There was a box of ax-handles on display on the porch, propped up against the door jamb. As Daisy stepped upon the porch, Mrs. Crooms leaned the heavy end of one of those handles heavily upon her head. She staggered from the porch to the ground and the timid Laura, fearful of a counter-attack, struck again and Daisy toppled into the town ditch. There was not enough water in there to do more than muss her up. Every time she tried to rise, down would come that ax-handle again. Laura was fighting a scared fight. With Daisy thoroughly licked, she retired to the store porch and left her fallen enemy in the ditch. None of the men helped Daisy—even to get out of the ditch. But Elijah Moseley, who was some distance down the street when the trouble began arrived as the victor was withdrawing.
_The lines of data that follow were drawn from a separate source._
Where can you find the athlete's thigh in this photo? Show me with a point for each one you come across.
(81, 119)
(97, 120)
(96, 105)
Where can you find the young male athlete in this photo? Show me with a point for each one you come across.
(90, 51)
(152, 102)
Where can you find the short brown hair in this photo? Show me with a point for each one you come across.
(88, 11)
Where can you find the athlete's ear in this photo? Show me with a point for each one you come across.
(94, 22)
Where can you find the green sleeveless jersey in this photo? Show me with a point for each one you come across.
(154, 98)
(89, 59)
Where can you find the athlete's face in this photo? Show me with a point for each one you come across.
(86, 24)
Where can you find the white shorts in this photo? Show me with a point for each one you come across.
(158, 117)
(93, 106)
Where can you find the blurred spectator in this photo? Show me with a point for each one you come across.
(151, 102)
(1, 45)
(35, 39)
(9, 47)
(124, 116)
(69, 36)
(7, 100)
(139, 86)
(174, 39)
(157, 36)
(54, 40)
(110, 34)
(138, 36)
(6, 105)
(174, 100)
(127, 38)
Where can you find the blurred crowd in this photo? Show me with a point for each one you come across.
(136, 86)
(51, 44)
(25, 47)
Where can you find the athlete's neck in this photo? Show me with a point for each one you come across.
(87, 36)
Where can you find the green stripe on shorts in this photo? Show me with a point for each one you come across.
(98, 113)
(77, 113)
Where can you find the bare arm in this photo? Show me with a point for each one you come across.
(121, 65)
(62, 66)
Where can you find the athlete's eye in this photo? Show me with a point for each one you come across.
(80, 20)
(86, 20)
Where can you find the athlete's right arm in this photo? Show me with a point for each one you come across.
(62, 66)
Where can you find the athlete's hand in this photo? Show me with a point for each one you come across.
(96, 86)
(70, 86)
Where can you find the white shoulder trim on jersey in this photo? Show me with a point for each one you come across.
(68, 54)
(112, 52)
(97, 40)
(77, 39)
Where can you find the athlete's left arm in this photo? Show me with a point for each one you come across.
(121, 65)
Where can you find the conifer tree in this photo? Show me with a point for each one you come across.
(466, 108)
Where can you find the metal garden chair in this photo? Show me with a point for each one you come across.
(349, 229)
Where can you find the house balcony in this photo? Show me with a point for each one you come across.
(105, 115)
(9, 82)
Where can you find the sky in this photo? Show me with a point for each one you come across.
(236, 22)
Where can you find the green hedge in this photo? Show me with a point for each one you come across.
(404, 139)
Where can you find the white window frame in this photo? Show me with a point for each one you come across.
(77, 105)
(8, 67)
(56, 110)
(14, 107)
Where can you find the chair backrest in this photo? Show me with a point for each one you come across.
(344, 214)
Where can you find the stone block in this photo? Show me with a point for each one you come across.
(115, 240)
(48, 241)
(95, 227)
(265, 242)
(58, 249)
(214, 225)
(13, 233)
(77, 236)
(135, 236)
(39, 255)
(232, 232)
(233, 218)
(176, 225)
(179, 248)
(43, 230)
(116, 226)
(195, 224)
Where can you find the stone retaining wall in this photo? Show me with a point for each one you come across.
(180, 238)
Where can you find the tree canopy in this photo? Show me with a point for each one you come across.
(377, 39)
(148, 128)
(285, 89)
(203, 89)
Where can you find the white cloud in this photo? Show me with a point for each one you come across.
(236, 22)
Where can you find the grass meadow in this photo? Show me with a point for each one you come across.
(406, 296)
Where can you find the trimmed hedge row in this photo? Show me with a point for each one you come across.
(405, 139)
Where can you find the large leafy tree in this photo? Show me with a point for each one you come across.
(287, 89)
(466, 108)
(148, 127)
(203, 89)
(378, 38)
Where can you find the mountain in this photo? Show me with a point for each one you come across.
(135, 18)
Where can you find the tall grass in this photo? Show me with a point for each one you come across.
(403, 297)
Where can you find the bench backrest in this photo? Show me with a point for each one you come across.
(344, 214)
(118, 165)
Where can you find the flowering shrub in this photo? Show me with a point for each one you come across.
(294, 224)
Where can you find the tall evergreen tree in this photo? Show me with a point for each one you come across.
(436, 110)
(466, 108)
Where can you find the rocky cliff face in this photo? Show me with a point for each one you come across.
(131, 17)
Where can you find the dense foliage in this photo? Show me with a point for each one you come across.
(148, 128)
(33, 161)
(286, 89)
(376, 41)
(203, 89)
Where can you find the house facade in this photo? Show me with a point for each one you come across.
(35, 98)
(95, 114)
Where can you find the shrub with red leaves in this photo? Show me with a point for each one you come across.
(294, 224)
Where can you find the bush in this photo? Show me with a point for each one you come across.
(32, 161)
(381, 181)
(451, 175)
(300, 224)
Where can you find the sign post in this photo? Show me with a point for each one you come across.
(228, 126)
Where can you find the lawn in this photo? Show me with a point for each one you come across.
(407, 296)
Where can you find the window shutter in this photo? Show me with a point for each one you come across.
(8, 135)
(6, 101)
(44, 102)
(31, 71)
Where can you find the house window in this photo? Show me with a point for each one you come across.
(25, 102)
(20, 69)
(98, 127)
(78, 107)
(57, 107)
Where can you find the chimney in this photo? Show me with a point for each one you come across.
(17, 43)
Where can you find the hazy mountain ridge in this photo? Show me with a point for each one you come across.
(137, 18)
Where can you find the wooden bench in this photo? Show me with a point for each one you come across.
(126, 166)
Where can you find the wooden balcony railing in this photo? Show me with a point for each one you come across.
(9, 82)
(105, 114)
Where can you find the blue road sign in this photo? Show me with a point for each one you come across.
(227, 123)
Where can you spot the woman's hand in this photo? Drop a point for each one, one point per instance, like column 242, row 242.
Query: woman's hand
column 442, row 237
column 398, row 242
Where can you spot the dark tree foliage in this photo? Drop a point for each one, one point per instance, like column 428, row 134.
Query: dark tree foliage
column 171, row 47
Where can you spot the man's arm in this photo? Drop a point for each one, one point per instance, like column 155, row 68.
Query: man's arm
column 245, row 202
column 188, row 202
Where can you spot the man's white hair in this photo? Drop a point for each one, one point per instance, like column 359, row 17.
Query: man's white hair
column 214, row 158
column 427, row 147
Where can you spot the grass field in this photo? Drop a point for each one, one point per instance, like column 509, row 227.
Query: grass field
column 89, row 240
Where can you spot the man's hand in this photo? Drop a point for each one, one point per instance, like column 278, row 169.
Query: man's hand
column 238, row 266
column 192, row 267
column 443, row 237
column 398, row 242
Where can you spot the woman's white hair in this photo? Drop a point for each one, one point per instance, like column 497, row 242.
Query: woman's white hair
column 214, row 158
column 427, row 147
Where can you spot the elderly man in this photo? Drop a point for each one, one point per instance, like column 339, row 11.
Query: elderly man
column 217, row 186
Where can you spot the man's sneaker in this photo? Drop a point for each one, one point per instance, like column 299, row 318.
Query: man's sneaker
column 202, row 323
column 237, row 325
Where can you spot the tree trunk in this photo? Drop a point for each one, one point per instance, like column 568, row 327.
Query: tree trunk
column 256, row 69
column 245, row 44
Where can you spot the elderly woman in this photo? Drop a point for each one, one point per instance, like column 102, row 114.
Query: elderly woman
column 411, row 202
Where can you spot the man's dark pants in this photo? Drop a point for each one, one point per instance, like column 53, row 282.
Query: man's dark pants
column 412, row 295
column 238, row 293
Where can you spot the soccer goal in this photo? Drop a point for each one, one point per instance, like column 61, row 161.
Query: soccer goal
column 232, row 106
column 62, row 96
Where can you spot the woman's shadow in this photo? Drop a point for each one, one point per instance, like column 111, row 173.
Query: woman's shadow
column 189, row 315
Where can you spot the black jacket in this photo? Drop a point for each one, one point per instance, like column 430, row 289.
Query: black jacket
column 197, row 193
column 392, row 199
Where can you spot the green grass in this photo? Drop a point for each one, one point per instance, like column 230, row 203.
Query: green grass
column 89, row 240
He rushed up and picked Daisy out of the mud and began feeling her head.

“Is she hurt much?” Joe Clarke asked from the doorway.

“I don’t know,” Elijah answered, “I was just looking to see if Laura had been lucky enough to hit one of those nails on the head and drive it in.”

Before a week was up, Daisy moved to Orlando. There in a wider sphere, perhaps, her talents as a vamp were appreciated.

XIII
Pants and Cal’line

Sister Cal’line Potts was a silent woman. Did all of her laughing down inside, but did the thing that kept the town in an uproar of laughter. It was the general opinion of the village that Cal’line would do anything she had a mind to. And she had a mind to do several things.

Mitchell Potts, her husband, had a weakness for women. No one ever believed that she was jealous. She did things to the women, surely. But most any townsman would have said that she did them because she liked the novel situation and the queer things she could bring out of it.

Once he took up with Delphine—called Mis’ Pheeny by the town. She lived on the outskirts on the edge of the piney woods. The town winked and talked. People don’t make secrets of such things in villages. Cal’line went about her business with her thin black lips pursed tight as ever, and her shiny black eyes unchanged.

“Dat devil of a Cal’line’s got somethin’ up her sleeve!” The town smiled in anticipation.

“Delphine is too big a cigar for her to smoke. She ain’t crazy,” said some as the weeks went on and nothing happened. Even Pheeny herself would give an extra flirt to her over-starched petticoats as she rustled into church past her of Sundays.